Should investors avoid Canadian bank stocks following the recent collapse of three American banks and one Swiss bank? After the Home Bank of Canada failed in 1923, no major banking collapse has happened in Canada. The government swiftly enacted strict federal policies and protection measures.
Industry experts believe that while Canadian banks face a serious challenge today, the banking sector is stable, profitable, and highly regulated. Investors have nothing to fear, especially with dividend pioneer the Bank of Montreal (TSX:BMO). Another safe bank is Canadian Western Bank (TSX:CWB), which is not a Big Six bank but the bank carries a dividend aristocrat status.
A winner in any environment
BMO is North America’s eighth-largest bank and Canada’s fourth-largest by asset size. On February 1, 2023, the $83.6 billion bank completed the acquisition of Bank of the West in the United States. The US$16.3 billion transaction means a more significant footprint on American soil.
In Q1 fiscal 2023, BMO’s net income fell to $247 million from $2.9 billion, mainly due to the valuation adjustments on the acquisition. The provision for credit losses (PCLs) increased by 119% year over year to $217 million. Its CEO, Darryl White commented that, “While the macroeconomic environment remains uncertain, we’re well-situated to win in any environment.”
BMO is well-loved by income investors for its lengthy dividend track record. The oldest Canadian bank started paying dividends in 1829, and the practice continues. If you invest today, the share price is $118.83 (-2.1% year to date), while the dividend yield is 4.64%.
Besides gaining about 1.8 million customers, BMO adds over 500 branches, and commercial and wealth offices in key U.S. growth markets. The deal also strengthens BMO’s position in three of the top five U.S. markets and its presence in 32 states. Expect its national specialty commercial businesses and digital banking platform to expand.
The Bank of the West is one of the largest banks in Denver, Colorado and rebranding of the 68 branches has begun. Ernie Johannson, BMO’s group head of North American Personal & Business Banking, said, “BMO didn’t have a retail banking presence in Colorado, but we did provide commercial banking services. Those will continue.”
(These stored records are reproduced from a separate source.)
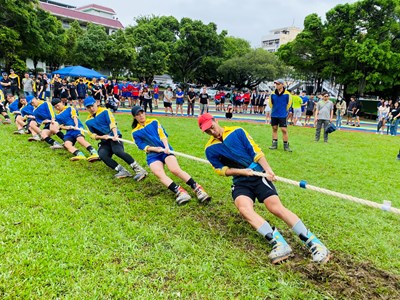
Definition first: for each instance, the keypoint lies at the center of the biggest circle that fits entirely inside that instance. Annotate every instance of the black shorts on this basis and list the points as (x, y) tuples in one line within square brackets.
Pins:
[(259, 188), (282, 122)]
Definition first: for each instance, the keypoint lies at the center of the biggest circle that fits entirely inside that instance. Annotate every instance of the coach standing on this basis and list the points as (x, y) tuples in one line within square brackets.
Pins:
[(280, 102)]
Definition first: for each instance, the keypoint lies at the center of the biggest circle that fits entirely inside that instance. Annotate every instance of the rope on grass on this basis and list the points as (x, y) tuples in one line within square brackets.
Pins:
[(386, 206), (303, 184)]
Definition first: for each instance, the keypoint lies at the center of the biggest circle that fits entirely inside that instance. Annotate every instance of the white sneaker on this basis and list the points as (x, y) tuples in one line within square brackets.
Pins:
[(182, 196), (280, 252), (201, 194), (56, 146), (319, 253)]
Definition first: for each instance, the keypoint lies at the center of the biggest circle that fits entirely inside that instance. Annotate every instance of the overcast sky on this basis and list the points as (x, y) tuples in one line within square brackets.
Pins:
[(249, 19)]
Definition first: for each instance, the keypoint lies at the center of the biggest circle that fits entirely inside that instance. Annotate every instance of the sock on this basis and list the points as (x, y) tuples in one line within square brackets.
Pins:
[(300, 229), (191, 183), (60, 135), (91, 150), (49, 141), (173, 187), (264, 229)]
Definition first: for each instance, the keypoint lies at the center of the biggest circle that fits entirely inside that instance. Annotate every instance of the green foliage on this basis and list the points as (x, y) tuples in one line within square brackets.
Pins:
[(70, 230), (91, 47), (196, 45), (251, 69), (357, 46)]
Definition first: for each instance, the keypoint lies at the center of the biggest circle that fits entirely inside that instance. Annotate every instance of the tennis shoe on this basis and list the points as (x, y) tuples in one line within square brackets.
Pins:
[(182, 196), (122, 172), (56, 146), (140, 172), (34, 138), (94, 157), (21, 131), (201, 194), (280, 248)]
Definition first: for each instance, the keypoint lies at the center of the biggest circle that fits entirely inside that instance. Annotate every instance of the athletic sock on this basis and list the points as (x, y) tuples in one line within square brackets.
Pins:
[(60, 135), (300, 229), (264, 229), (173, 187), (191, 183), (49, 141)]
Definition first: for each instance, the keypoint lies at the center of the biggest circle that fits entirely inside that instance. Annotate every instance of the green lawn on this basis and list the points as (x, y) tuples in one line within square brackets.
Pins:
[(70, 230)]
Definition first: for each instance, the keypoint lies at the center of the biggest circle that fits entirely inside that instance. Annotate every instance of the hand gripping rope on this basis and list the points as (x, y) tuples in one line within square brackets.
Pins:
[(386, 206)]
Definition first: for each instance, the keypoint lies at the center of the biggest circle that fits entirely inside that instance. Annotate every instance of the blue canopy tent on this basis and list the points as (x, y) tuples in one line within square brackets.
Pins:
[(76, 71)]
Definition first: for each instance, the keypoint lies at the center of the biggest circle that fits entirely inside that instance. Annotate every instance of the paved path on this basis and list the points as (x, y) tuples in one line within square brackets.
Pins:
[(366, 126)]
While the upside from the transaction is still unknown, it gives BMO a competitive advantage, and the bank should deliver resilient and robust earnings growth and long-term value for shareholders.
More than a regional bank
CWB is a regional bank like the distressed Silicon Valley Bank, but to assume it could suffer the same fate is unfounded. While it has a higher risk profile than the Big Six, no Canadian bank can match 31 consecutive years of dividend increases. The most recent dividend hike was 7%.
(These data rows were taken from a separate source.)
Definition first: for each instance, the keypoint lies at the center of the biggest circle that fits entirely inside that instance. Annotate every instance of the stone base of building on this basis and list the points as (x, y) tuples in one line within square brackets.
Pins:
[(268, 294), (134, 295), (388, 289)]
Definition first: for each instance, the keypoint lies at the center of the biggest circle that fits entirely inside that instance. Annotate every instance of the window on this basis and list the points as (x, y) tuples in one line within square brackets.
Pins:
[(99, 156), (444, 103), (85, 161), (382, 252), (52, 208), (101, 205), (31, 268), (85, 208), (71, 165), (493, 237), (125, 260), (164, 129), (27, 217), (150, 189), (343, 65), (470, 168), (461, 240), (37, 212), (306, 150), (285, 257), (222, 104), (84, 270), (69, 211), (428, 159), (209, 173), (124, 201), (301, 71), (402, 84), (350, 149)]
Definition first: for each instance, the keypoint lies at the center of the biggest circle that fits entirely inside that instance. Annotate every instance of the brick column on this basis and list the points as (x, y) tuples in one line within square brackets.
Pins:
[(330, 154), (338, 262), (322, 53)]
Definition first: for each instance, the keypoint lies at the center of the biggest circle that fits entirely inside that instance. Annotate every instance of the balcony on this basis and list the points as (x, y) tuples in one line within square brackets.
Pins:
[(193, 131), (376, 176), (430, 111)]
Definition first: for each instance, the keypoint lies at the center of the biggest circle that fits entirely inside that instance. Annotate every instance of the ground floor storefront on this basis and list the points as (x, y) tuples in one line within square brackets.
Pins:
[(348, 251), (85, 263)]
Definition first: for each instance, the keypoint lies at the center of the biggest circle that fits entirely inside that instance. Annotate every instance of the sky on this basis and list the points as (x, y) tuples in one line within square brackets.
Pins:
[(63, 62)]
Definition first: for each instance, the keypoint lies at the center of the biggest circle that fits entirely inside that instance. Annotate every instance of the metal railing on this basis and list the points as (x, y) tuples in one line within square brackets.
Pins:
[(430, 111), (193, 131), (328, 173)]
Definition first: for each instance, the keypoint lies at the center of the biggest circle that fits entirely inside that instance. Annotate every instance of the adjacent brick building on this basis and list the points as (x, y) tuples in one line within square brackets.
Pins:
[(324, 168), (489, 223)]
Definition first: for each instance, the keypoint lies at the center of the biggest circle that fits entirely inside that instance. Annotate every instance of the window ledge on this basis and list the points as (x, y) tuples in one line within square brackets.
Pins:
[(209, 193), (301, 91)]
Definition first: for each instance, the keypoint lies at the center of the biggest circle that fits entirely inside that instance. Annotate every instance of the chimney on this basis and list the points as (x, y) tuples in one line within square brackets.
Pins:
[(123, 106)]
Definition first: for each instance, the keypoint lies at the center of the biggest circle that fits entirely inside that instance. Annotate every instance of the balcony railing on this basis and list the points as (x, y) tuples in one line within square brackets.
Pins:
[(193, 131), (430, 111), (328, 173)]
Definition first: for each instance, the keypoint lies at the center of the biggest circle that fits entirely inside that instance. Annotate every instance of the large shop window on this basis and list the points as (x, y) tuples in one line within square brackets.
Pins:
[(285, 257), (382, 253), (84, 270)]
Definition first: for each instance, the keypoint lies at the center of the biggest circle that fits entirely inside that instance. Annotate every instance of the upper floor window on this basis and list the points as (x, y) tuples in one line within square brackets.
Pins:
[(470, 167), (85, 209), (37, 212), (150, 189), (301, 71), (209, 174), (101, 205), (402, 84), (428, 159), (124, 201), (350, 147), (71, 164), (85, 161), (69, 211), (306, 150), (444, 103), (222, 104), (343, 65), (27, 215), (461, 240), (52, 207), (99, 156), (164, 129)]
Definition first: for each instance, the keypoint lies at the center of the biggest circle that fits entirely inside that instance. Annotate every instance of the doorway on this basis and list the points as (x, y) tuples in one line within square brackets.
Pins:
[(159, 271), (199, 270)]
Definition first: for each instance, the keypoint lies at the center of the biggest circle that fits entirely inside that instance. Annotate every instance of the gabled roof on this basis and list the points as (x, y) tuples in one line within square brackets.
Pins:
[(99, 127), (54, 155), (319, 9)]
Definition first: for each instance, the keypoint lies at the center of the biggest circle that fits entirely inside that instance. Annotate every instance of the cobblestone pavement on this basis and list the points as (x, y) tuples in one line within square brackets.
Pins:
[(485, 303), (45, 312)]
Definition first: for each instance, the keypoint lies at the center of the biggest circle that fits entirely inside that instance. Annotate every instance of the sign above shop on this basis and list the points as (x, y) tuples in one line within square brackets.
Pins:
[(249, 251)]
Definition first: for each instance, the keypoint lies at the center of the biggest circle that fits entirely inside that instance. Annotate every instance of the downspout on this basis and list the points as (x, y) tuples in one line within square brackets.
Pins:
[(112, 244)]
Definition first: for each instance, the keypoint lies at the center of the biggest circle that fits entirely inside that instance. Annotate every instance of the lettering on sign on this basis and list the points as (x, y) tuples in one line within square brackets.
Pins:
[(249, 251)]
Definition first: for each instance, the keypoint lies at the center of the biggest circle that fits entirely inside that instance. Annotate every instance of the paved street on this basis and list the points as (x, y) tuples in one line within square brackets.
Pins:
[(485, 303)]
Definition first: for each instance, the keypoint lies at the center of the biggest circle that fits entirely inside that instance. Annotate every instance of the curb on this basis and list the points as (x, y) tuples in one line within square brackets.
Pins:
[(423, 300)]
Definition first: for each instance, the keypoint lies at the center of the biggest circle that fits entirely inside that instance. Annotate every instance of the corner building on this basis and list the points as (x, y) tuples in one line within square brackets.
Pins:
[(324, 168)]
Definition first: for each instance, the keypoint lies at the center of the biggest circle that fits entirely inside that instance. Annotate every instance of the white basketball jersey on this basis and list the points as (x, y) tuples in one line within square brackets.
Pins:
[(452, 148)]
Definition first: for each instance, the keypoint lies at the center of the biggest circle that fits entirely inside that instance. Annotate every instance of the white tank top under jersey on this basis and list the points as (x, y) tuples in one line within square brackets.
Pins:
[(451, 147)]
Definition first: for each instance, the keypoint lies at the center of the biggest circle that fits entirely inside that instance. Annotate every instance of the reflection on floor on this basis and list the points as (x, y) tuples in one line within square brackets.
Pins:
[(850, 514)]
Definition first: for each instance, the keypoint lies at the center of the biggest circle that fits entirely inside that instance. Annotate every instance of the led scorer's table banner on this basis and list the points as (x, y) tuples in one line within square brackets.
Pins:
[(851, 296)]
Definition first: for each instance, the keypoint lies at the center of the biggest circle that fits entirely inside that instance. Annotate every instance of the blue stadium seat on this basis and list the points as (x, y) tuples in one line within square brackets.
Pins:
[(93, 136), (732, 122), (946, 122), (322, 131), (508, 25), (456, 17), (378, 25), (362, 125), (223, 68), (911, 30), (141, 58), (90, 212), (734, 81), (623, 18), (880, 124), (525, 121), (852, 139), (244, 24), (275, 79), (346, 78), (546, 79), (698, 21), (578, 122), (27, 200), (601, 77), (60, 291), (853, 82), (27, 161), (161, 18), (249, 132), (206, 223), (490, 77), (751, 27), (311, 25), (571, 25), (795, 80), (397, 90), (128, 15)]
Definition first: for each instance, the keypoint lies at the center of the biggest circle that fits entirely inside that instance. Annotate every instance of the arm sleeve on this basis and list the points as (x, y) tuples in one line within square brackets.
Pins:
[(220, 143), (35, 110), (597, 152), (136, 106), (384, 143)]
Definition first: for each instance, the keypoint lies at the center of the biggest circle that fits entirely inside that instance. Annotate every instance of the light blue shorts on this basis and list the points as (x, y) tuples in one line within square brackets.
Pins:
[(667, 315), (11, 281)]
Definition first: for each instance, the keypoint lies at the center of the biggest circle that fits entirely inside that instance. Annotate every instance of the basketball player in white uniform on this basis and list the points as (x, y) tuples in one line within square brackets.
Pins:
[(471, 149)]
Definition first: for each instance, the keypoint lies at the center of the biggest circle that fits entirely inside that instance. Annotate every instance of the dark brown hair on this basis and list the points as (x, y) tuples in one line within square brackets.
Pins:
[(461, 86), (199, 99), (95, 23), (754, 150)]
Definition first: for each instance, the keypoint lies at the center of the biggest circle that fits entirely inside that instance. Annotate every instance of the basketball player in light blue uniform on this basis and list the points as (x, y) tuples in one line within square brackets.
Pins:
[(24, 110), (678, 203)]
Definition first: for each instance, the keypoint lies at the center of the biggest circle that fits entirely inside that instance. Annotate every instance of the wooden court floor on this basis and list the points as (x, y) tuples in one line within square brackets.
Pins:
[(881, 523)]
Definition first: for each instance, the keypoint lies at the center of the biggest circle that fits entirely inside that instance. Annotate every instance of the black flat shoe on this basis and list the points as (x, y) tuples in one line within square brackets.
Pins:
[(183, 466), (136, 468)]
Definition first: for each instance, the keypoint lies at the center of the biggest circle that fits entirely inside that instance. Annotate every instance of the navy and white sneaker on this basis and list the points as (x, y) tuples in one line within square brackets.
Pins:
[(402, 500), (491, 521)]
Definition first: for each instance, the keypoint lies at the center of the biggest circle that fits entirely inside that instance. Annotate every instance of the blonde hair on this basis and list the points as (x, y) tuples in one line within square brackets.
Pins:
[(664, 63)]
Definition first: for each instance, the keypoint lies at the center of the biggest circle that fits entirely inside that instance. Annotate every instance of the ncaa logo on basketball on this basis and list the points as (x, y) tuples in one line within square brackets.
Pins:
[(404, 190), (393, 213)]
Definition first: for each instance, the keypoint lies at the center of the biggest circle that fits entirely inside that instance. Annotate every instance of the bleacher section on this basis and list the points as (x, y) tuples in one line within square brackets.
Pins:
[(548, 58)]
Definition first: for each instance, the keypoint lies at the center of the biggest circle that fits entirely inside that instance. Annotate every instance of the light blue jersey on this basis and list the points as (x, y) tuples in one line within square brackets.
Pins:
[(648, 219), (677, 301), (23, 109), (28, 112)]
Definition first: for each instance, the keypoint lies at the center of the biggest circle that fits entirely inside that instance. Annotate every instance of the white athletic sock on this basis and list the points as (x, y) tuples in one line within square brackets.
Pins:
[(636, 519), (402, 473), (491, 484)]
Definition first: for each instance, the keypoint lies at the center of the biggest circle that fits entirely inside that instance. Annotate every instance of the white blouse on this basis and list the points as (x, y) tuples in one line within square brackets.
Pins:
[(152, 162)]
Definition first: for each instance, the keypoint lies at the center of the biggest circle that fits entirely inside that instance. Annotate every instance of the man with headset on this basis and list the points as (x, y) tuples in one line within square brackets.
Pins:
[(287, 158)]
At $23.99 per share (+0.94%), the dividend yield is 5.44%. If you worry about the sustainability of dividend payments, the payout ratio is 36.5%. CWB’s deep relationships with its clients, mostly business owners, help drive growth.
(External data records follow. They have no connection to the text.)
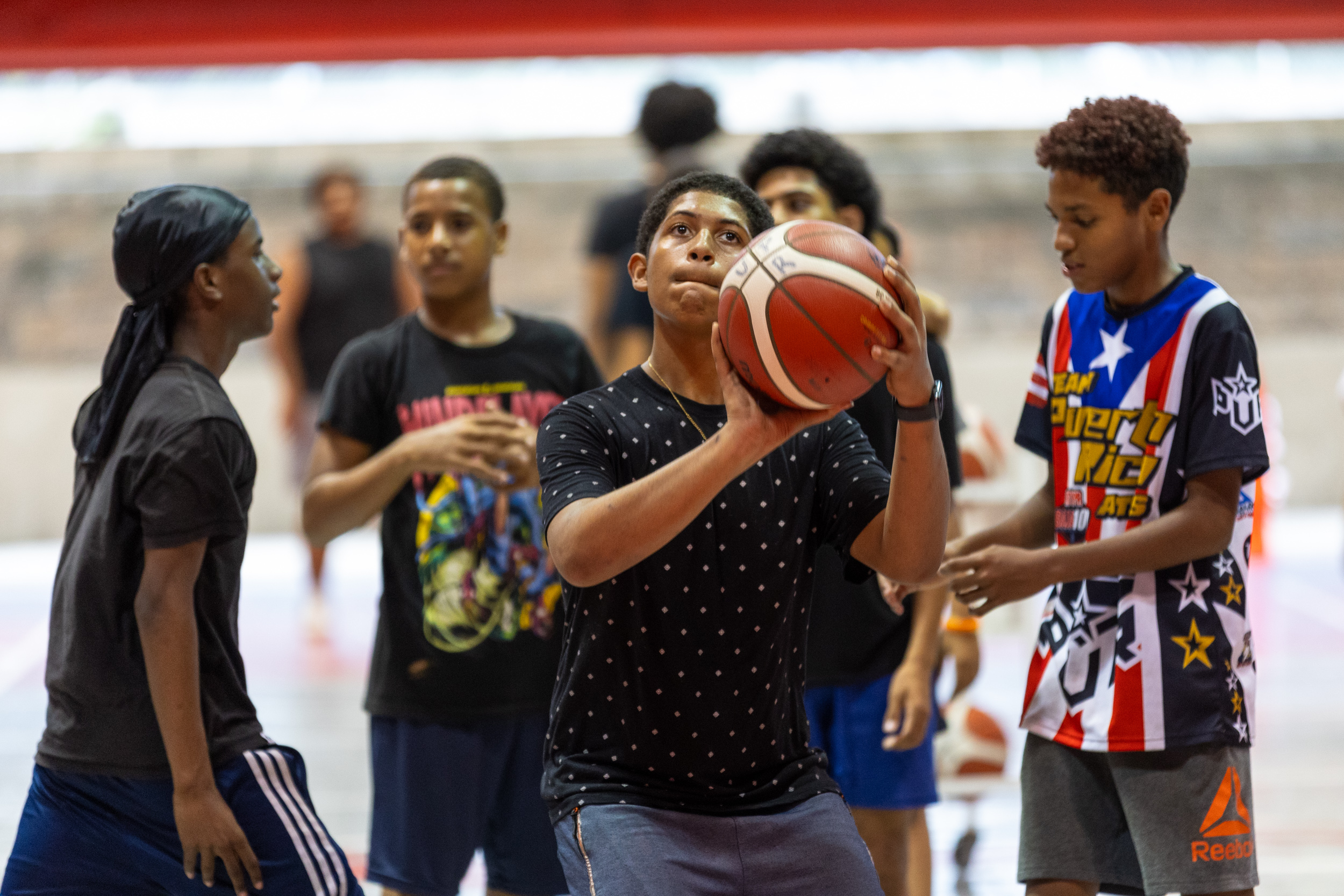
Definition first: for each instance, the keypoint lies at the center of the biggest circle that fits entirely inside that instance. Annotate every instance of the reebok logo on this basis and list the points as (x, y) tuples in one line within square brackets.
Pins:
[(1226, 817)]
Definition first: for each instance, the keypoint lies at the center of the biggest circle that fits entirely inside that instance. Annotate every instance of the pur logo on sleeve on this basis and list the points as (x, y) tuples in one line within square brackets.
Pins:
[(1226, 817), (1238, 398)]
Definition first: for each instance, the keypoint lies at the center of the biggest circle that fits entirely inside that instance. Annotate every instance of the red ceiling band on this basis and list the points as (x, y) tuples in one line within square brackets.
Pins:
[(46, 34)]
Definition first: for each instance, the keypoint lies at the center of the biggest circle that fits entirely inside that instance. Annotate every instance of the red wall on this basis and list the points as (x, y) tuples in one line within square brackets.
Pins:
[(47, 34)]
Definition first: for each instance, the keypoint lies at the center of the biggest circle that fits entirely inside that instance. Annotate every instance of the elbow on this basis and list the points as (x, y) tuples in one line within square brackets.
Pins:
[(318, 532), (576, 569)]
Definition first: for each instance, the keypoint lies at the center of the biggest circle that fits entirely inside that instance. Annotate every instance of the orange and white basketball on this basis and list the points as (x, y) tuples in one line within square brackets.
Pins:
[(799, 315), (974, 743)]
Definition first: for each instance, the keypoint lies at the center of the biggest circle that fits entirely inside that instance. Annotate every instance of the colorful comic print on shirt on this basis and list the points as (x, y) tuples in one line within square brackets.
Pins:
[(483, 566), (1127, 412)]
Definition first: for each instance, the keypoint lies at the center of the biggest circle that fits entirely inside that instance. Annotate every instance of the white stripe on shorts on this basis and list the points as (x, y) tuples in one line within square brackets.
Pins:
[(289, 827), (312, 820), (275, 757)]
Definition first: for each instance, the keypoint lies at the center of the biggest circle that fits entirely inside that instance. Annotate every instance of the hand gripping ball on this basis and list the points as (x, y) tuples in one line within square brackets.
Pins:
[(799, 315)]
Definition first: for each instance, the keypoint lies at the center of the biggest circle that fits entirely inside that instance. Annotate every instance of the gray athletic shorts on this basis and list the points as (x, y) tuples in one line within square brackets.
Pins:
[(633, 851), (1175, 821)]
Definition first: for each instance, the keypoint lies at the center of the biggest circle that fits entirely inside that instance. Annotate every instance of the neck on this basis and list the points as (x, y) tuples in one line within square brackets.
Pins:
[(686, 363), (343, 237), (1148, 278), (211, 350), (467, 320)]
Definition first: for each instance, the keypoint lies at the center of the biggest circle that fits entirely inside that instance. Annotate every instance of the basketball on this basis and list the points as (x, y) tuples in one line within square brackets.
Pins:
[(974, 743), (799, 315)]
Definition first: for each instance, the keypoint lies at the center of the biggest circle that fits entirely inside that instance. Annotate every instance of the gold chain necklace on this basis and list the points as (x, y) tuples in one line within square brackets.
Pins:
[(676, 399)]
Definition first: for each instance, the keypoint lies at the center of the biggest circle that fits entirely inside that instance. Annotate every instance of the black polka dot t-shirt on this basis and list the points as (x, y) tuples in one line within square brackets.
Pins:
[(681, 682)]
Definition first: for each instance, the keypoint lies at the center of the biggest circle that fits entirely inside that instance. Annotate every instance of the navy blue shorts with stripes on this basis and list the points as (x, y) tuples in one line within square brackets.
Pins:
[(85, 835)]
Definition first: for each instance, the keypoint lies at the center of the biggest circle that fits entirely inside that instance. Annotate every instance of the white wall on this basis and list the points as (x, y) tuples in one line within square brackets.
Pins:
[(38, 406)]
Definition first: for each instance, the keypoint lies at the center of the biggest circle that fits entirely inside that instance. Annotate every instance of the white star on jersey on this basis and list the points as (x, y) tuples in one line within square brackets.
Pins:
[(1191, 590), (1113, 350)]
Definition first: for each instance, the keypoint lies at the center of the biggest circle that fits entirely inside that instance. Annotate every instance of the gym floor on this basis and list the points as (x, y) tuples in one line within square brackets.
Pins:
[(308, 695)]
In Q4 2022, the average loan growth in its coverage area versus Q4 2021 was 9%. CWB President and CEO, Chris Fowler, said, “Our teams delivered strategically targeted loan growth this quarter, with very strong increases in Ontario (24% of total loans).”
Secure and stable
Canadian banks aren’t immune to market volatility but should endure an emerging crisis. The country’s banking system is far more secure and a bedrock of stability.